The Virgin Spring

Year of Release: 1960     Directed by Ingmar Bergman.     Starring Max von Sydow, Birgitta Valberg, Gunnel Lindblom, and Birgitta Pettersson.

Ingmar Bergman has a well deserved reputation as not only one of Sweden’s greatest directors, but one of the greatest directors period. He also has a reputation of being a “difficult” director whose films, especially the later ones, are artsy and bleak, characterized by dreamlike narratives and themes of existential doubt. While faith and mortality play an important role in The Virgin Spring, the film is unique among Bergman’s output, not only because it is one of his few films for which he did not write the screenplay.

The Virgin Spring is one of Bergman’s most straightforward films with a completely linear narrative taken from a 13th Century poem, no hallucinations or dream sequences, no playing with the viewer’s perception of reality, and no crisis of faith or characters plagued by doubt. The reason for the first three is that Bergman clearly wanted the film to unfold like a fable, or a minstrel’s tale, which it does hauntingly and brilliantly. The reason for the last choice is simple, Bergman set the film in 13th Century Sweden, where a strong faith was taken for granted, and using that lack of doubt as a backdrop, Bergman explores naïveté, vengeance, sorrow, and contrition.

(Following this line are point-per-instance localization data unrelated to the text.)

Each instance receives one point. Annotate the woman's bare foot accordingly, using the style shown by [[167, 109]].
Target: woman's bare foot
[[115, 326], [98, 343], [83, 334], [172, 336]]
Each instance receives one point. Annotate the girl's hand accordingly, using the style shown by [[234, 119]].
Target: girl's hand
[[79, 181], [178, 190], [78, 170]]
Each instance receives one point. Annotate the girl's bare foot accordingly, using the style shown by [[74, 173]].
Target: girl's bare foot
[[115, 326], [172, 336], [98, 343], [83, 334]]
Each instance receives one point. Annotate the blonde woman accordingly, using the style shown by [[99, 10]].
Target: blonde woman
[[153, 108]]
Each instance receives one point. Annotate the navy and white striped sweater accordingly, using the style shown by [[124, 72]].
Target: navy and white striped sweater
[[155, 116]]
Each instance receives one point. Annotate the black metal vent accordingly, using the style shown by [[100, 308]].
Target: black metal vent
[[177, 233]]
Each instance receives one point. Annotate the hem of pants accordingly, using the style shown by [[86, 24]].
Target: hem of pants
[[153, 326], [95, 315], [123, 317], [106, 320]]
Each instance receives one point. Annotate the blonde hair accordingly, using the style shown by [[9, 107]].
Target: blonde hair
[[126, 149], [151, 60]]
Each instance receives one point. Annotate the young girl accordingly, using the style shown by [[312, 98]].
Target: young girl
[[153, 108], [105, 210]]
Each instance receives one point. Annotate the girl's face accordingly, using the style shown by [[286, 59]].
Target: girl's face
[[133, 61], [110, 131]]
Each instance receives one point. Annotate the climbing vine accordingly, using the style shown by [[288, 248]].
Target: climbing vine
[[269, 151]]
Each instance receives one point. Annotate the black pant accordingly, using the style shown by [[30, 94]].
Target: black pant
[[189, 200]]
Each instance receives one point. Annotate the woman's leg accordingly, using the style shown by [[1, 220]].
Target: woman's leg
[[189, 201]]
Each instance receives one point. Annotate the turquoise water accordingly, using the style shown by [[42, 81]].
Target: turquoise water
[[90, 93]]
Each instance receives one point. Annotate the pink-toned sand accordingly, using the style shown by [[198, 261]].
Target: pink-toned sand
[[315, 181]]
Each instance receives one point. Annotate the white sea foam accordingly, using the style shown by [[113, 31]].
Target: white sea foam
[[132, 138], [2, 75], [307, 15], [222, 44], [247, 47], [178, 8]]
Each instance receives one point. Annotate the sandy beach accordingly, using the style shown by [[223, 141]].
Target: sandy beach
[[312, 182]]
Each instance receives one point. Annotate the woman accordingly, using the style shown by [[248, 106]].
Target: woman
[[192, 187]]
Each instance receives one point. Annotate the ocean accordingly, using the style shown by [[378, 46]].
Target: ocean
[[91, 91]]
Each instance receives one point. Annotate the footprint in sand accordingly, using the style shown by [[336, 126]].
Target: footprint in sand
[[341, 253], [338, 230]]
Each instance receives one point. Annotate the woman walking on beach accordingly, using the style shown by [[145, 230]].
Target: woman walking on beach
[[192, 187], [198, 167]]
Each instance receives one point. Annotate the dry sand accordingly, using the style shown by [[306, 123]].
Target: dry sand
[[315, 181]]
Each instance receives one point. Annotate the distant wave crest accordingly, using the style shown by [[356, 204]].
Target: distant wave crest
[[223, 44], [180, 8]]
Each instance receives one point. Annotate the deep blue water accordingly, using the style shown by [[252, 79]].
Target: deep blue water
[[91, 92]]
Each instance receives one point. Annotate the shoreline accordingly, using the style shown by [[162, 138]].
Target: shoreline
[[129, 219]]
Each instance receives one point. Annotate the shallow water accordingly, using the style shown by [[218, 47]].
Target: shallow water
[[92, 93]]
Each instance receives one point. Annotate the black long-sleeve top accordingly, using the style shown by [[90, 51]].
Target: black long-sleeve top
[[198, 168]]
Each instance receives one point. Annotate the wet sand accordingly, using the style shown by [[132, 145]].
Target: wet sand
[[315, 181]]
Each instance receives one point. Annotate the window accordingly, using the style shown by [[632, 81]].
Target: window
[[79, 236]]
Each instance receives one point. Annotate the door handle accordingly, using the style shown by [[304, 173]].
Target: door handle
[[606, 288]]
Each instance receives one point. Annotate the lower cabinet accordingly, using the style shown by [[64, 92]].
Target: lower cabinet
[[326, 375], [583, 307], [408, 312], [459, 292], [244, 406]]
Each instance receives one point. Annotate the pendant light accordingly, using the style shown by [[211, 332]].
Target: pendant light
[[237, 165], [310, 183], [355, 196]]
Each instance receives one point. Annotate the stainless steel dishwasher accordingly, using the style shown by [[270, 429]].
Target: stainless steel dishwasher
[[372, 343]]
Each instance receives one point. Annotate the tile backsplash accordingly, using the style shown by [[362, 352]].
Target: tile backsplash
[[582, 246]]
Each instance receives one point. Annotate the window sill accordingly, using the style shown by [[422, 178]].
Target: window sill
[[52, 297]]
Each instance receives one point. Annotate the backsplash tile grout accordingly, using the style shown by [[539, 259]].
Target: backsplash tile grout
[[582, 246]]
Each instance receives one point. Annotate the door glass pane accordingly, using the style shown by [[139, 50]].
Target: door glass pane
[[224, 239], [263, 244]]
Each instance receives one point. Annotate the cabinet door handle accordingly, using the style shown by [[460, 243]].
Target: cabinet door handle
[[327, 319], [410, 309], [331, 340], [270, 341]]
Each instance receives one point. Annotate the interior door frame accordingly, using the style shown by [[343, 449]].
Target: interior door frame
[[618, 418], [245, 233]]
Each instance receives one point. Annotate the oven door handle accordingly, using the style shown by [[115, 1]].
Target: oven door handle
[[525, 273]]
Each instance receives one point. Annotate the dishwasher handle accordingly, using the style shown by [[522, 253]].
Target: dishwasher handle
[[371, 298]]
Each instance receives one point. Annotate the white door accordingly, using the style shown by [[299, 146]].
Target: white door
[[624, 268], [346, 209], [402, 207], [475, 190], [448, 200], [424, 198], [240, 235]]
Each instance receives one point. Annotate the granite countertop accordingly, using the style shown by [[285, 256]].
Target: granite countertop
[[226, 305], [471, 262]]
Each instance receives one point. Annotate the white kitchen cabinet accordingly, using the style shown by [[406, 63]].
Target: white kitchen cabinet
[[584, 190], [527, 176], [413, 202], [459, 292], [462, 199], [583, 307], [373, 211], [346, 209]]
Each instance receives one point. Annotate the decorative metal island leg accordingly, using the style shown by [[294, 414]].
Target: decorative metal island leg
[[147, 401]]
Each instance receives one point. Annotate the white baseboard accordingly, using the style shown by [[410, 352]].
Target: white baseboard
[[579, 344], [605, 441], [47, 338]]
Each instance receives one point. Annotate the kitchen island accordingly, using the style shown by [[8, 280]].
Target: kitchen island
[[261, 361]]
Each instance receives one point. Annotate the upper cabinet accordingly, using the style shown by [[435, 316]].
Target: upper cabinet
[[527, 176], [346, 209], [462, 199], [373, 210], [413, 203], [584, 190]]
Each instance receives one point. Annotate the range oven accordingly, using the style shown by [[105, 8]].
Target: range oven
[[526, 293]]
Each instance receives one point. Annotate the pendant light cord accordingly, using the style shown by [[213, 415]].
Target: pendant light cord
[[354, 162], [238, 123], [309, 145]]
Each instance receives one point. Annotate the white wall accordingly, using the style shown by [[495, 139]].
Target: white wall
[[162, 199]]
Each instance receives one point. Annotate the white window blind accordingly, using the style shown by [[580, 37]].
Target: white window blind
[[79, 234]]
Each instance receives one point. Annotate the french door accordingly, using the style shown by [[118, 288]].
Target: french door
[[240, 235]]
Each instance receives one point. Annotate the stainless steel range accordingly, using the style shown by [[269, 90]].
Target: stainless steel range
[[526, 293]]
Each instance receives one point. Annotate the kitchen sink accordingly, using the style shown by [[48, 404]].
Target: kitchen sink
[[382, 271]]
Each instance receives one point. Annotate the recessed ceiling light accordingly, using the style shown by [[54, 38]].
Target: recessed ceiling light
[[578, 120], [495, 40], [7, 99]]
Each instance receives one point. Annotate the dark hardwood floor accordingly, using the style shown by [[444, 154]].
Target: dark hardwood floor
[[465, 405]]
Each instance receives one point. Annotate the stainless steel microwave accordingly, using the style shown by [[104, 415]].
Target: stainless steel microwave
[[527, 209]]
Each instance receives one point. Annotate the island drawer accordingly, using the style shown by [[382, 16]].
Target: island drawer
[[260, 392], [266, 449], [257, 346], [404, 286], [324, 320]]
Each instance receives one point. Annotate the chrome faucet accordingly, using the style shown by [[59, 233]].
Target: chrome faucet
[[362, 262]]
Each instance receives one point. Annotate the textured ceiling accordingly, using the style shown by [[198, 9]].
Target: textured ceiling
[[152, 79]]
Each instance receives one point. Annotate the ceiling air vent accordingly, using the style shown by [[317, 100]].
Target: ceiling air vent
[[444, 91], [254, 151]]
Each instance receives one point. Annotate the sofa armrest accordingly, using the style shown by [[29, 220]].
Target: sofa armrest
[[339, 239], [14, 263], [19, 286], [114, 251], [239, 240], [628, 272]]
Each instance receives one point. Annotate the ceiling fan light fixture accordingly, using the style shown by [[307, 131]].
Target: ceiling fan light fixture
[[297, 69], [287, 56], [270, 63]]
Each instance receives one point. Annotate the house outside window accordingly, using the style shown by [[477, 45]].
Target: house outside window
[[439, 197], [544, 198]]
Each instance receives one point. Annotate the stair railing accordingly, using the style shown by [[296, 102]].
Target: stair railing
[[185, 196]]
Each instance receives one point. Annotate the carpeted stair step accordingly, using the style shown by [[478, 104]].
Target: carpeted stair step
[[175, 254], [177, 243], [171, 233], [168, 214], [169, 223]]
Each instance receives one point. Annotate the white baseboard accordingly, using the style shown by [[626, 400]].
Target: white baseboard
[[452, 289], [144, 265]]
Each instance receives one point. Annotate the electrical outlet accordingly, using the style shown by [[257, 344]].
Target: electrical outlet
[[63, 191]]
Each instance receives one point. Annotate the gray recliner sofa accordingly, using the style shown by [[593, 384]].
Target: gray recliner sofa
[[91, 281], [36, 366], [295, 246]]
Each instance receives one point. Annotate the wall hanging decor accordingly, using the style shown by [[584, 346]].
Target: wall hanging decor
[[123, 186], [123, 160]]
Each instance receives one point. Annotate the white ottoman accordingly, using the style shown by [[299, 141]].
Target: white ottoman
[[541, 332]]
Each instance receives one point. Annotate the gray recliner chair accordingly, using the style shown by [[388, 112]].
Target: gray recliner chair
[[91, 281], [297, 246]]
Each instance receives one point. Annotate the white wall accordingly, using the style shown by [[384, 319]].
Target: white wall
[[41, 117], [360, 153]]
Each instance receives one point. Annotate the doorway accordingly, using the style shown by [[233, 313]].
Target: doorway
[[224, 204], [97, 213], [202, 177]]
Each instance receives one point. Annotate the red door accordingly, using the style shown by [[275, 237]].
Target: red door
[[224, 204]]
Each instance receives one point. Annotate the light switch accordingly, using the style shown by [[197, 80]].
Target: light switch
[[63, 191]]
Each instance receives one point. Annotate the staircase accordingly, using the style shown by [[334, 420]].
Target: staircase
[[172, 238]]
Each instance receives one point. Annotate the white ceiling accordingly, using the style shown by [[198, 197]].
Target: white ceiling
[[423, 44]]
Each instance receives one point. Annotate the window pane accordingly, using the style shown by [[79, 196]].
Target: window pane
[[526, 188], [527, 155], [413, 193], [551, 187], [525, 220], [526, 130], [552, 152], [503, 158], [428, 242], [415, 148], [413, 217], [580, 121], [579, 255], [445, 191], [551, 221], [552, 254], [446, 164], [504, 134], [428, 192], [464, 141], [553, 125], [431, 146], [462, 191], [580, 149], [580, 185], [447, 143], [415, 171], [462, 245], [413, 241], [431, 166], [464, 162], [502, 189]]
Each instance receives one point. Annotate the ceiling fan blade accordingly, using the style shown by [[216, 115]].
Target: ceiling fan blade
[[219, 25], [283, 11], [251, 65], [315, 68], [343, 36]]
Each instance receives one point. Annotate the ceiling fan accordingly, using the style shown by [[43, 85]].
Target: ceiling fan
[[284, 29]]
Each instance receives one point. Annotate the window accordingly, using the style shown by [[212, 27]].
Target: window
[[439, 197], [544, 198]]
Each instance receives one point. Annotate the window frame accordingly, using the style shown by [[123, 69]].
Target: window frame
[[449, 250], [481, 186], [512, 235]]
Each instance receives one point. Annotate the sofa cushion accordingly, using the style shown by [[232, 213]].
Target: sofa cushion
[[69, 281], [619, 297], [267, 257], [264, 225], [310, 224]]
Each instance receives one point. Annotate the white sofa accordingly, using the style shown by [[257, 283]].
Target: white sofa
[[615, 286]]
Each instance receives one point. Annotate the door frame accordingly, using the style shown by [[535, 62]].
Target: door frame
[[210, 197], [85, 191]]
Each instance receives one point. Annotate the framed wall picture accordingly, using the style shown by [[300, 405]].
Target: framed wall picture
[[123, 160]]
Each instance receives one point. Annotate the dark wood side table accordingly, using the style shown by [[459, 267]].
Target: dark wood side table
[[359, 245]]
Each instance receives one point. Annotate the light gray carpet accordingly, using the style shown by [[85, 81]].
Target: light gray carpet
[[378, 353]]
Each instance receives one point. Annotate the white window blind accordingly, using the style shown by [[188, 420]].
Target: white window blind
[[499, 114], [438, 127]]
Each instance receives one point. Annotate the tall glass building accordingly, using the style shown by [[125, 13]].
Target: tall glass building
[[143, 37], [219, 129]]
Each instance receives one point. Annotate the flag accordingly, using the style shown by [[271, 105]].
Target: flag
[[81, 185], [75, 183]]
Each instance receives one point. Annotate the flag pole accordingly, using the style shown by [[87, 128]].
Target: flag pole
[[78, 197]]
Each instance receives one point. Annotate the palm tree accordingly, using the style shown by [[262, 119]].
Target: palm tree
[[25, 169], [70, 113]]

The religious nature of all the characters also makes the tragedy and horror of the story felt much more profoundly. Bergman frames the film with the same character kneeling down and leaning forward in prayer. The first time she is invoking Odin to punish another woman with whom she is angry. The second time is out of a feeling of guilt and horror, witnessing the results of the terrible tragedy that has occurred. The villains are also slightly more complex than simple menacing thugs. They are relieved when they realize their crime will not jeopardize the celebration of the Mass; the youngest of them becomes unable to eat because he is so disturbed by what he witnessed. While the film never suggests sympathizing with the criminals (nor does it need to), when it reverses their position from antagonists to victims, it is taken for granted that the next crime will be equally brutal. To reinforce the comparison, both crimes end with a senseless death. Under Bergman’s meticulous pacing, the reversal occurs just after the halfway mark, which was when the first crime occurred and set the stage for the second.

Birgitta Pettersson perfectly captures the correct balance of mischievous, naive, and compassionate as the titular virgin Karin. As her father and lord of a large castle, Max von Sydow is fittingly stoic and authoritative. The scenes where he breaks down are shot with him facing away from the camera, as if he does not want anyone to see him broken and unsure. Even with his back to the camera, von Sydow powerfully conveys the sorrow he is suffering.

This was only second film Bergman shot with his frequent collaborator, cinematographer Sven Nykvist, the first being Sawdust and Tinsel seven years earlier. The Swedish countryside looks absolutely stunning, and the stark black and white camera work is as haunting, chilling, and poetic as the tale it tells.


Content Advisory: Depiction of rape, several murders, and shadowy nudity – nothing particularly graphic                        Not rated.